Dépendance technologique et marginalisation culturelle
La domination technique ne se limite pas aux usages militaires. Les grands modèles de langage et les plateformes globales façonnent la production et la diffusion de l’information. Lorsque les systèmes d’IA sont majoritairement formés sur des données en anglais et sur des sources occidentales, ils tendent à reproduire et à renforcer des hiérarchies culturelles. Des voix universitaires soulignent que la « colonialité » persiste dans la manière dont le savoir est produit et validé : les normes de progrès, les cadres de recherche et les infrastructures numériques favorisent des perspectives centrales au détriment d’autres langues, savoirs et pratiques. La conséquence est double : invisibilisation des récits non occidentaux et dépendance accrue des pays du Sud aux technologies importées.
Dette et domination financière
Les déséquilibres économiques jouent un rôle central dans cette recomposition du pouvoir. Un rapport récent sur l’endettement mondial note que de nombreux pays consacrent désormais une part substantielle de leurs budgets au service de la dette plutôt qu’à la santé ou à l’éducation.
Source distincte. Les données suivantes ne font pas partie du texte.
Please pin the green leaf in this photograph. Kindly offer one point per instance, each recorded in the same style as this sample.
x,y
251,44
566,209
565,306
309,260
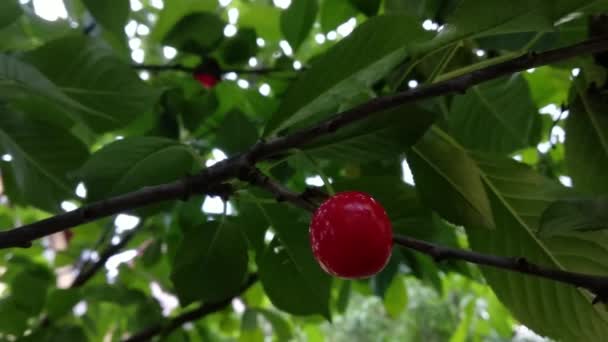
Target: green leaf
x,y
422,9
43,159
29,289
548,85
371,54
264,18
479,18
334,13
343,296
211,263
496,117
10,10
236,133
382,136
449,182
152,254
281,327
395,298
22,81
368,7
297,21
197,33
240,48
111,14
462,332
250,330
475,18
61,301
175,10
111,91
14,320
291,277
587,143
519,196
133,163
575,215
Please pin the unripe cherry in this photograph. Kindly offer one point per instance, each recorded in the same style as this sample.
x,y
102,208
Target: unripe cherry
x,y
351,235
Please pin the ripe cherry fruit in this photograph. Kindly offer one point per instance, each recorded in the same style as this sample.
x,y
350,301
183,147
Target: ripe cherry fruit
x,y
351,235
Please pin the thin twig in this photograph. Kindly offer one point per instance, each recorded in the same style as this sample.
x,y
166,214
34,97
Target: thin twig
x,y
201,311
595,284
112,249
183,68
230,168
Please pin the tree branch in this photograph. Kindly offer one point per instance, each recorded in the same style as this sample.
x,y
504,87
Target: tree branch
x,y
232,167
188,316
183,68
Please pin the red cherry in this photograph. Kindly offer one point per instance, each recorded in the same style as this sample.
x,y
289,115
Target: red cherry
x,y
351,235
207,80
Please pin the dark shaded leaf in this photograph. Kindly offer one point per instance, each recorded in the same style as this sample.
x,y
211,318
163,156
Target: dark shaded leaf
x,y
574,215
368,7
240,48
587,144
111,91
43,158
9,12
130,164
111,14
211,263
382,136
496,117
330,81
334,13
197,33
291,277
449,182
236,133
61,301
297,21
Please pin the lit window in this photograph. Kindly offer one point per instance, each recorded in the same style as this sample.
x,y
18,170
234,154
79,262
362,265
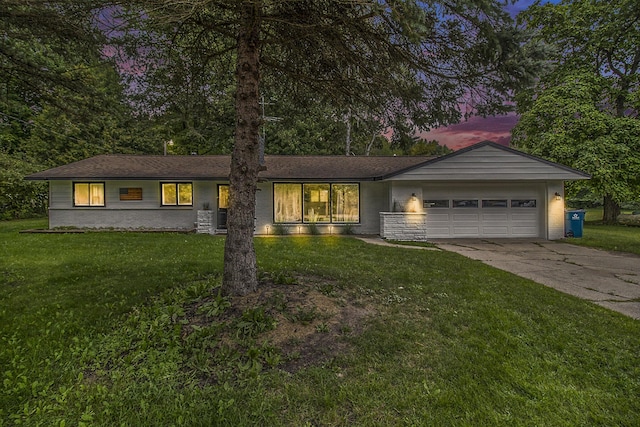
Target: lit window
x,y
287,202
465,203
88,194
345,200
435,203
316,202
523,203
177,194
494,203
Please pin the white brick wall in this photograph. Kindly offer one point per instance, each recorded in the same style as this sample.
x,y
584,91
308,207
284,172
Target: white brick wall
x,y
406,226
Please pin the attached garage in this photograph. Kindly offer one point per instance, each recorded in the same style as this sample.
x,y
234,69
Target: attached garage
x,y
490,210
486,190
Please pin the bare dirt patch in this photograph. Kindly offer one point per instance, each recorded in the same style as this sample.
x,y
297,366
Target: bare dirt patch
x,y
310,319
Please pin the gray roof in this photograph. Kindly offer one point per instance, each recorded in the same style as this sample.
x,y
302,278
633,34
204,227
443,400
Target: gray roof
x,y
111,167
280,168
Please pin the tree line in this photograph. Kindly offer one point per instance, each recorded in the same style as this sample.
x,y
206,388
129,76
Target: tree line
x,y
354,77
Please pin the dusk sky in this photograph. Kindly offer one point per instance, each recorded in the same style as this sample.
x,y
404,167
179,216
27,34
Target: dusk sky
x,y
477,129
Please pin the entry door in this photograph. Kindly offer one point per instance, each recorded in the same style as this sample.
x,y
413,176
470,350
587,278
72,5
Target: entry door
x,y
223,205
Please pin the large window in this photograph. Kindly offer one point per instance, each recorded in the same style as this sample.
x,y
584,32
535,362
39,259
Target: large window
x,y
287,202
316,203
88,194
345,202
177,194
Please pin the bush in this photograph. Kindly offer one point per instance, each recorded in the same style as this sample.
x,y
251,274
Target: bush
x,y
629,219
20,198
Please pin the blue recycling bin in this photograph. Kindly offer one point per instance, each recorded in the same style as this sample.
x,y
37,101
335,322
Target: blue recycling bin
x,y
573,223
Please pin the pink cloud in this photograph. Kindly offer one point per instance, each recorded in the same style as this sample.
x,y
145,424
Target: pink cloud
x,y
476,129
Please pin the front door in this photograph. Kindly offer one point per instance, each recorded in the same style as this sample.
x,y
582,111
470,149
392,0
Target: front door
x,y
223,205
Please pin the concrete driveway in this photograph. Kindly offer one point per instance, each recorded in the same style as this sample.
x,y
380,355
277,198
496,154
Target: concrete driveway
x,y
608,279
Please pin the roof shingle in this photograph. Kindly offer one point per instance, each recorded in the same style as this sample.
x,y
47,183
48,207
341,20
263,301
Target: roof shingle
x,y
218,167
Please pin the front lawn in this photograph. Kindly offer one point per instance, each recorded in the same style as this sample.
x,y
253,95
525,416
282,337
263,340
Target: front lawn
x,y
128,329
618,238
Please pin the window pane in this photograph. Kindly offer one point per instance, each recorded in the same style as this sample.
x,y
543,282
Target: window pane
x,y
185,194
81,195
316,202
494,203
525,203
465,203
169,195
345,199
287,202
97,194
435,203
223,196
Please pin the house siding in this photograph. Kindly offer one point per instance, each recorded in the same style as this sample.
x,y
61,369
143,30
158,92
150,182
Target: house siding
x,y
130,214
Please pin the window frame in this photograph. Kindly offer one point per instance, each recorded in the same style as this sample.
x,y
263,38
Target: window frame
x,y
301,186
436,204
89,204
518,203
176,185
456,204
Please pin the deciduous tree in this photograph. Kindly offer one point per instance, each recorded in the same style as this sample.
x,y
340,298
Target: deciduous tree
x,y
400,58
584,111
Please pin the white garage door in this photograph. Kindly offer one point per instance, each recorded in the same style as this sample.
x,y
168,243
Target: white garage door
x,y
483,217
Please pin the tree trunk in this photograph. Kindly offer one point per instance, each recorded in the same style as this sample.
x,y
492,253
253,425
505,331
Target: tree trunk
x,y
611,210
347,122
240,271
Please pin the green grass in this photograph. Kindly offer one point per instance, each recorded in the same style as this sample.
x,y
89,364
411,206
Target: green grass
x,y
610,237
91,333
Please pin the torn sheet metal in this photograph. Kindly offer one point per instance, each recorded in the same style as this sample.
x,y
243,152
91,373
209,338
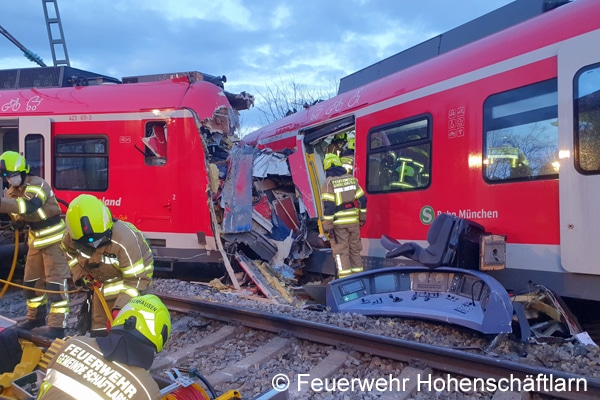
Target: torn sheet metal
x,y
236,198
269,163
Des analystes économiques affirment que la domination moderne s’exerce aussi par des instruments financiers — réseaux bancaires non régulés, gestionnaires d’actifs globaux et marchés qui échappent souvent au contrôle des États élus. Cette architecture financière transnationale peut contraindre les politiques publiques, limiter les marges de manœuvre économiques et pérenniser des formes contemporaines de dépendance.
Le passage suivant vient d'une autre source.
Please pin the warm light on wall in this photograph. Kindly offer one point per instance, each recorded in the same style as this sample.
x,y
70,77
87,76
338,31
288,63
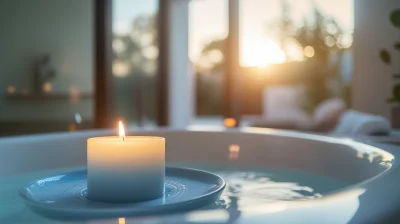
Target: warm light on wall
x,y
47,87
309,51
229,122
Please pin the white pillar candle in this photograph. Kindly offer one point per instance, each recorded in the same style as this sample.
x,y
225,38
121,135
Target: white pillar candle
x,y
125,169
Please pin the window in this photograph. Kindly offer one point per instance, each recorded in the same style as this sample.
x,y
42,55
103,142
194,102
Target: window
x,y
206,52
135,60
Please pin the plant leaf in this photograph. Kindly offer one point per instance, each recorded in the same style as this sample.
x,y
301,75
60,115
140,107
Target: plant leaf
x,y
397,46
385,56
396,92
395,18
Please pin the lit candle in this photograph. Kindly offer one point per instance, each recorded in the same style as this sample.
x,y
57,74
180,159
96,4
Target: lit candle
x,y
125,168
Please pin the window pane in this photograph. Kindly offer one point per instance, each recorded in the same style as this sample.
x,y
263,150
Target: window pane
x,y
297,46
206,52
135,60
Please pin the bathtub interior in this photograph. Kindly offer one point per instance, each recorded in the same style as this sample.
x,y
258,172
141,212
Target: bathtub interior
x,y
342,159
345,160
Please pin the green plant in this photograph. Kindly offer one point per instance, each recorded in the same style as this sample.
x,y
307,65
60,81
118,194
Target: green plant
x,y
387,58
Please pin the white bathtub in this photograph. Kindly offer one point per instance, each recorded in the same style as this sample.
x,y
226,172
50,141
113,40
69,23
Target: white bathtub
x,y
372,171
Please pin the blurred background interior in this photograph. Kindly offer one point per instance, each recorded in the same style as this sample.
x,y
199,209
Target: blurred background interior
x,y
309,65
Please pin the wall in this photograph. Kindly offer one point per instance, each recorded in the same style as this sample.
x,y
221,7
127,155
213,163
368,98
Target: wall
x,y
64,30
372,79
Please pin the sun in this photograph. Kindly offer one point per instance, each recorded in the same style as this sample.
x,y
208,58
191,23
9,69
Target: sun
x,y
261,53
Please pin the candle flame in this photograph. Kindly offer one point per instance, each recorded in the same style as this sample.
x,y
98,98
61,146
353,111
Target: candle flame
x,y
121,131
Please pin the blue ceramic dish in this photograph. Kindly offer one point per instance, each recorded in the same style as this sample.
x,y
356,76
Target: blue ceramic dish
x,y
64,195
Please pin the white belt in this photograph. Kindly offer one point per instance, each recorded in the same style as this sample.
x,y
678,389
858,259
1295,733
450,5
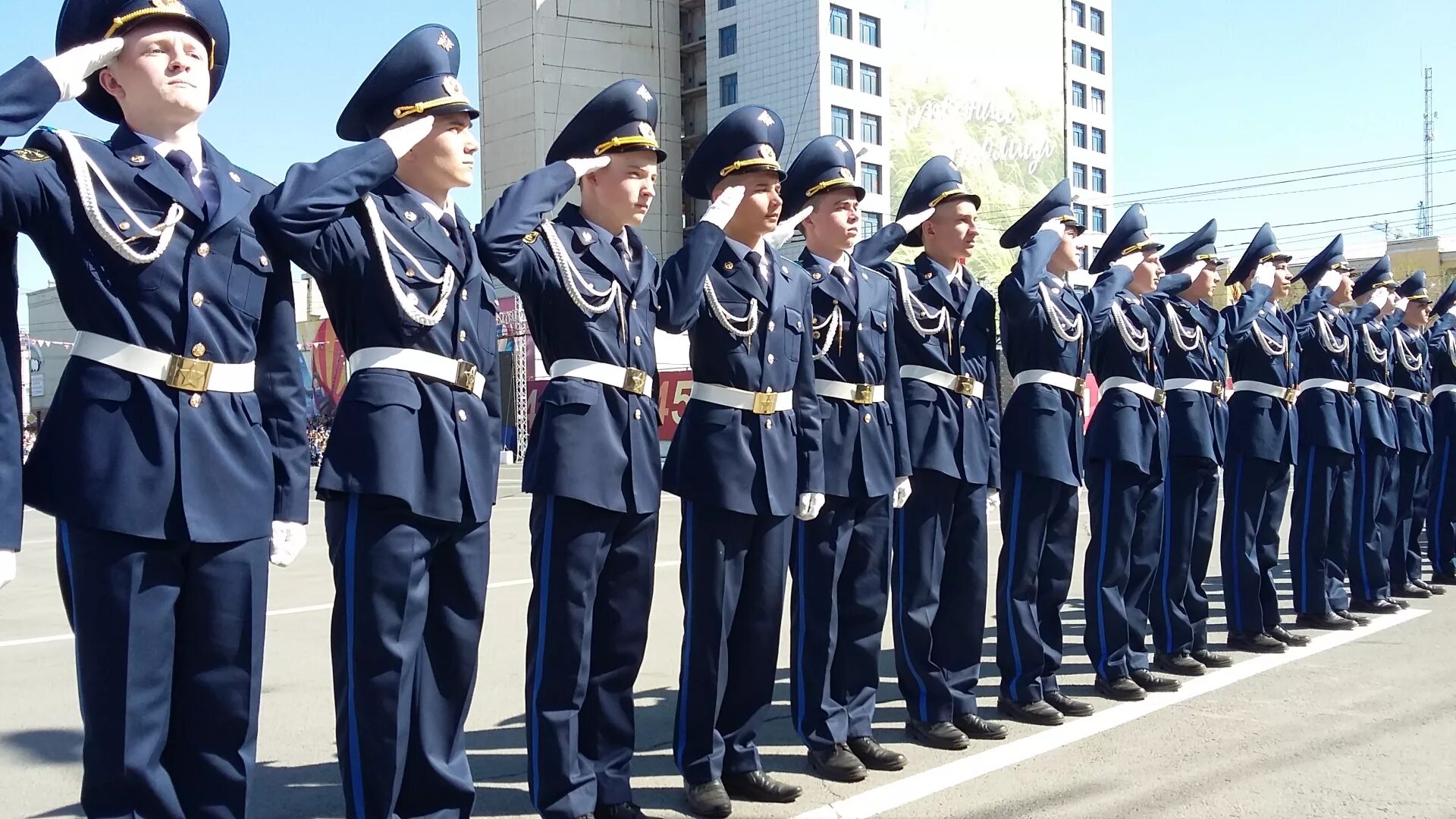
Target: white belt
x,y
962,385
1286,394
462,375
1375,387
626,379
845,391
756,403
1411,394
1138,388
178,372
1213,388
1348,388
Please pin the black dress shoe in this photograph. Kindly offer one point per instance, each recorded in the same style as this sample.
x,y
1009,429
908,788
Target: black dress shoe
x,y
1155,684
1181,664
1329,621
874,755
756,786
1292,640
837,764
1256,645
1354,618
944,736
1212,659
1069,706
1122,689
1038,713
1375,607
708,800
976,727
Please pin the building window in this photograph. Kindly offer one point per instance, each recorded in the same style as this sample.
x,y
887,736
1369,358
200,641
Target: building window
x,y
870,177
728,89
870,129
870,30
728,41
870,79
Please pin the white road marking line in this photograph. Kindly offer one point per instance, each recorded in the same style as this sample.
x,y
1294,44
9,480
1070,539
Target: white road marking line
x,y
928,783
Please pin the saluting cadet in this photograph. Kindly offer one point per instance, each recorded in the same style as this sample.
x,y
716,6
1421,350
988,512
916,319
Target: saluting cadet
x,y
1044,334
946,343
840,560
410,474
1194,373
745,458
175,447
1329,435
1264,363
1126,463
1442,510
1376,458
1411,384
588,287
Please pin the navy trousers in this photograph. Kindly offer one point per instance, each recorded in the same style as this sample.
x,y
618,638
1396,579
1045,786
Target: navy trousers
x,y
1254,493
169,651
1373,531
585,632
1321,515
1180,608
840,569
1442,512
733,576
1034,575
940,596
1414,497
410,599
1122,561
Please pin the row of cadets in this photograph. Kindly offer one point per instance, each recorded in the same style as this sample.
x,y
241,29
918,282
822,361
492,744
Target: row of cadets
x,y
410,475
746,457
174,457
588,286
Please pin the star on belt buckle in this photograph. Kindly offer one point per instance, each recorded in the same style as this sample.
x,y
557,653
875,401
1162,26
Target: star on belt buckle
x,y
188,375
465,376
635,382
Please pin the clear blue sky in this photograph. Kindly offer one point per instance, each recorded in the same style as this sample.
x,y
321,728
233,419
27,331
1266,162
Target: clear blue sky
x,y
1201,93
Appels pour un ordre mondial fondé sur la responsabilité
Face à ces dynamiques, des voix politiques et intellectuelles réclament une refondation de la gouvernance globale : limitation des usages militaires non transparents des technologies, renforcement des régulations financières internationales, et promotion d’une production de connaissances plurielle. Des propositions incluent le développement de capacités technologiques locales, la coopération régionale pour réduire la dépendance aux importations stratégiques, et des mécanismes de transparence et de responsabilité pour les acteurs technologiques et financiers. L’idée dominante est que la décolonisation contemporaine nécessite des réponses systémiques, couvrant à la fois le juridique, le technologique et l’économique.
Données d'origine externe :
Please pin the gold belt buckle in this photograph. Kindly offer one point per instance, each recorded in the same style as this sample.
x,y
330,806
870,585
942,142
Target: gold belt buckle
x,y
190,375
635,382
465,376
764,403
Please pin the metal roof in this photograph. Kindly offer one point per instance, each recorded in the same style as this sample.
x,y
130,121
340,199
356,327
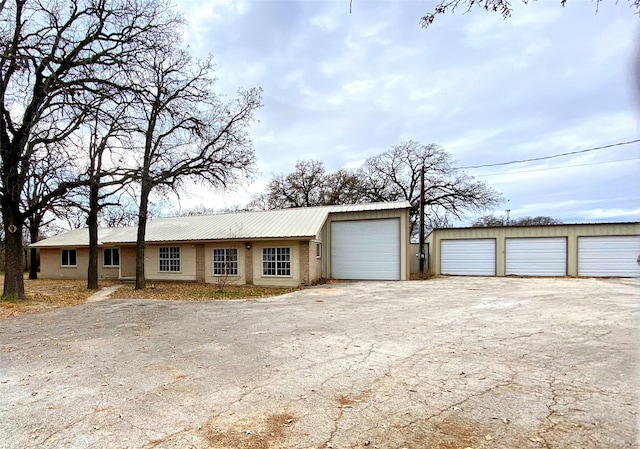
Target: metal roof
x,y
283,223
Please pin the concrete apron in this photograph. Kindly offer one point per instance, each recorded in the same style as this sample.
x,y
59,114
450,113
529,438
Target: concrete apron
x,y
445,363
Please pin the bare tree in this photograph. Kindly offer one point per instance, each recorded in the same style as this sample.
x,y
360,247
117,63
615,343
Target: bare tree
x,y
492,221
50,167
502,7
309,185
188,132
53,56
449,193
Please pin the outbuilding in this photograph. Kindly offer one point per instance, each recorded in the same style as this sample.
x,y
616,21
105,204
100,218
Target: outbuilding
x,y
597,250
286,247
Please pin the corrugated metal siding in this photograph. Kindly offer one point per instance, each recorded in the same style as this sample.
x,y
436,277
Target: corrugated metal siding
x,y
537,256
609,256
469,257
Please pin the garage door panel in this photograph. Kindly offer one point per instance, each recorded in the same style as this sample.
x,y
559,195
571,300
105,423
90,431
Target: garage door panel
x,y
536,256
468,257
609,256
366,249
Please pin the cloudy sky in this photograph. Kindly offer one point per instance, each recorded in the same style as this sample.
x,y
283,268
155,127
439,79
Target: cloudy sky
x,y
341,86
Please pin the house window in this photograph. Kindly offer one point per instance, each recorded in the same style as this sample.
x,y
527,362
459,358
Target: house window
x,y
225,262
170,259
276,261
69,258
111,257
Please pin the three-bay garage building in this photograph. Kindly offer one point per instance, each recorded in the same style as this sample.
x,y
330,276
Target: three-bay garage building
x,y
593,250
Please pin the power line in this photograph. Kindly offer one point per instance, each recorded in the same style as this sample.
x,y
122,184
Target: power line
x,y
555,168
550,157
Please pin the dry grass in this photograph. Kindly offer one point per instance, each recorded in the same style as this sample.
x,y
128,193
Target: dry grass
x,y
189,291
45,294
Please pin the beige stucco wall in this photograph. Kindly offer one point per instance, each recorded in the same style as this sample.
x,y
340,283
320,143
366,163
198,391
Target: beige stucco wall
x,y
187,263
402,214
500,234
51,265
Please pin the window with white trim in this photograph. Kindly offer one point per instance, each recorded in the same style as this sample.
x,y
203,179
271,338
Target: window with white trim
x,y
276,261
170,259
111,257
69,258
225,262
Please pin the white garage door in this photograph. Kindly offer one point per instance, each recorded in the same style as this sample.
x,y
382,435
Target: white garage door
x,y
609,256
470,257
366,249
536,256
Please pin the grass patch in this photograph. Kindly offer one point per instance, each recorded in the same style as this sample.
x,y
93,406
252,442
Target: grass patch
x,y
46,294
189,291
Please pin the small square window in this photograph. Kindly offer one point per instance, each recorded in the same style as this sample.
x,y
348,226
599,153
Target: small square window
x,y
170,259
111,257
276,261
225,262
69,258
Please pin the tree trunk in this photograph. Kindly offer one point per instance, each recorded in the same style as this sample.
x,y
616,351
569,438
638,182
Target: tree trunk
x,y
34,227
92,222
14,251
142,227
33,265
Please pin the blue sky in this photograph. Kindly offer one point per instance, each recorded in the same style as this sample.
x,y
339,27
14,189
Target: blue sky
x,y
341,86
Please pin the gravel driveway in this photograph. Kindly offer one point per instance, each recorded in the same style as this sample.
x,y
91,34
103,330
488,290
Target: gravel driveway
x,y
445,363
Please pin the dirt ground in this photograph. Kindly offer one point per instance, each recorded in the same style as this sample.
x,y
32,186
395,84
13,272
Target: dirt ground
x,y
445,363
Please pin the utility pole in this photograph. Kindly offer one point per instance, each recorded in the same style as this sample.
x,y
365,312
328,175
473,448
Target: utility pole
x,y
422,255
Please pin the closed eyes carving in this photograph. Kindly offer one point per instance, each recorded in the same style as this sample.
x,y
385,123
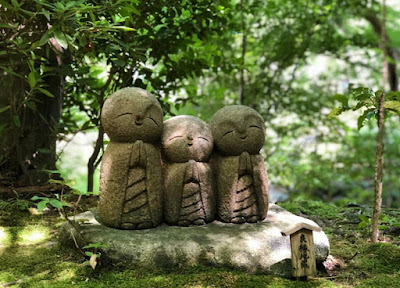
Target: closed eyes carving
x,y
151,118
255,126
200,137
175,137
123,114
228,132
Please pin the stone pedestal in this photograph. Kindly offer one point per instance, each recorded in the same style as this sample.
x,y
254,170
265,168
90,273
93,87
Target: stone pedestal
x,y
258,247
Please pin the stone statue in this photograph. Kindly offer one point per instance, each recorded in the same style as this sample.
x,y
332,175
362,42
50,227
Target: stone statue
x,y
241,176
187,144
131,176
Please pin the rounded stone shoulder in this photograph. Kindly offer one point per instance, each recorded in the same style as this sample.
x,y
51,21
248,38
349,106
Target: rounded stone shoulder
x,y
258,247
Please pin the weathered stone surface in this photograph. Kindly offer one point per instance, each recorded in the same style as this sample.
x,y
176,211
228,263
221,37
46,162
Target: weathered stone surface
x,y
130,176
239,170
187,144
256,247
Les transformations observées montrent que le rapport de forces international se joue désormais autant sur les serveurs, les marchés et les centres de données que sur les champs de bataille. Les choix de conception des technologies, la structure des marchés financiers et les politiques d’infrastructure numérique définissent des marges de liberté nationales et individuelles. Pour nombre d’observateurs, la sortie de cette nouvelle forme de domination passera par des politiques publiques ambitieuses, une régulation internationale renouvelée et un effort soutenu pour redonner des outils d’autonomie technologique et culturelle aux sociétés longtemps périphériques.